See your patience as a power. The Buddha called it the ultimate *tapas, *the ultimate internal fire. The trick to patience is that no matter what happens, don’t think about how long you have to withstand whatever the pressure is. Just this moment, this moment, this moment: Can you stand it, this moment? Well yes. Usually, though, it’s because of the thought, “I can’t think of staying there for five minutes longer, I’ve got to give in”: That’s the end of patience right there. You’re weighing down the present moment with your conception of the next five minutes, the next hour, or the next day, whatever. Just remind yourself, “This moment, I have to withstand only the pressure of this moment.” As for the next moment, it’ll have its strength to withstand the pressure of that moment. So you don’t have to worry about it. Worry about only this moment, this moment. When you cut it down like that, it’s a lot easier to bear things that are otherwise hard to bear.

That’s a lot of the strength of it right there: learning how not to weigh yourself down unnecessarily.

It’s typical, when you go to Thailand, that some people will ask you, “How can you stand this? You come from a comfortable place, there are all these hardships here.” Well, if you don’t think of them as hardships, then they don’t become hardships. Focus more on the opportunities you’ve got to practice. It’s the same with practicing the precepts or any aspect of your practice that requires patience: sitting through pain, sitting through lust, anger, whatever comes up. Don’t focus on the hardships, focus on the opportunity you’ve got to develop skillful qualities here, because that opportunity is not that widely available.

So patience is not so much gritting your teeth and just bearing with difficult situations. It’s learning how not to pile difficulty on top of what’s there—either thinking about how long you’ve had to bear with something, or how long you’ll have to bear with something, or getting obsessed with the difficulty right here and now. All that’s unnecessary extra weight, placing an unnecessary handicap on yourself. When you can avoid doing that, then whatever comes up, you find you can bear it. You can wear it lightly. This is so much of the practice here.

When the Buddha talks about suffering in the four noble truths, it’s the suffering we place on ourselves unnecessarily. Like that old question Ajaan Suwat would ask about the mountain. “Is the mountain heavy? Well, yes, it’s heavy in and of itself, but as long as you don’t pick it up, it’s not going to be heavy for you.” That’s what matters. That’s the suffering of the four noble truths, the suffering caused by craving: craving for this pleasure, that pleasure, craving to be this or that or craving to annihilate things that have happened, that are already there. That’s just placing lots and lots of extra weight on yourself, and if you break down, who can you blame?

So look at yourself when you find yourself tempted to say something that’s not quite true or to say something hurtful. Exactly where is it unbearable, not to say those things? What’s the great compulsion to say those things? Think about the people from the past who were in much more difficult circumstances than you are now, and they didn’t drop their precepts. So what’s the great compulsion?

In other words, a lot of patience is not just resilience and the strength to bear up with things, it’s also the wisdom to see through the unnecessary burdens we place on ourselves. Even the lies we say simply because someone gives us a funny look, or we’re afraid we’ll look stupid in their eyes: no real compulsion at all, yet there seems to be this internal compulsion, internal fear, that drives us.
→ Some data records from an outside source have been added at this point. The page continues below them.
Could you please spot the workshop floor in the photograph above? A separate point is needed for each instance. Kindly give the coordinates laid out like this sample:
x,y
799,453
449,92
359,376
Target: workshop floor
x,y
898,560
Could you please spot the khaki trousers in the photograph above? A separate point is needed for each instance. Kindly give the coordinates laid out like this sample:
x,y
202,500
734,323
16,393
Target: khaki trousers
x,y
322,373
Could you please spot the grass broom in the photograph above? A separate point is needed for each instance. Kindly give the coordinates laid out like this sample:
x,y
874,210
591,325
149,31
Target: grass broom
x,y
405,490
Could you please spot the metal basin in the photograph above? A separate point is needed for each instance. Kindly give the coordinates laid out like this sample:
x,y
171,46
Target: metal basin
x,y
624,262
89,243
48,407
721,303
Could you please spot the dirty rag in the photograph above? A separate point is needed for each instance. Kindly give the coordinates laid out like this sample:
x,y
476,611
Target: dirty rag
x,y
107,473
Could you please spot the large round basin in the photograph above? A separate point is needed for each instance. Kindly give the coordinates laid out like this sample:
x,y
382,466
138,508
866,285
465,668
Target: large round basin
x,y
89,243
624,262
But when you look at the actual situations, you see there’s nothing there.

Nobody makes you break your precepts. It’s all this unnecessary stuff you pile on top of yourself by thinking in the wrong ways or having the wrong attitudes. So when patience and endurance seem hard, turn around and look at your attitude. Look at your presuppositions. Find where they’re creating the unnecessary weight. Take that weight off and you realize there’s nothing there.

This makes patience a lot easier. When patience is easy, then the practice as a whole gets easier as well.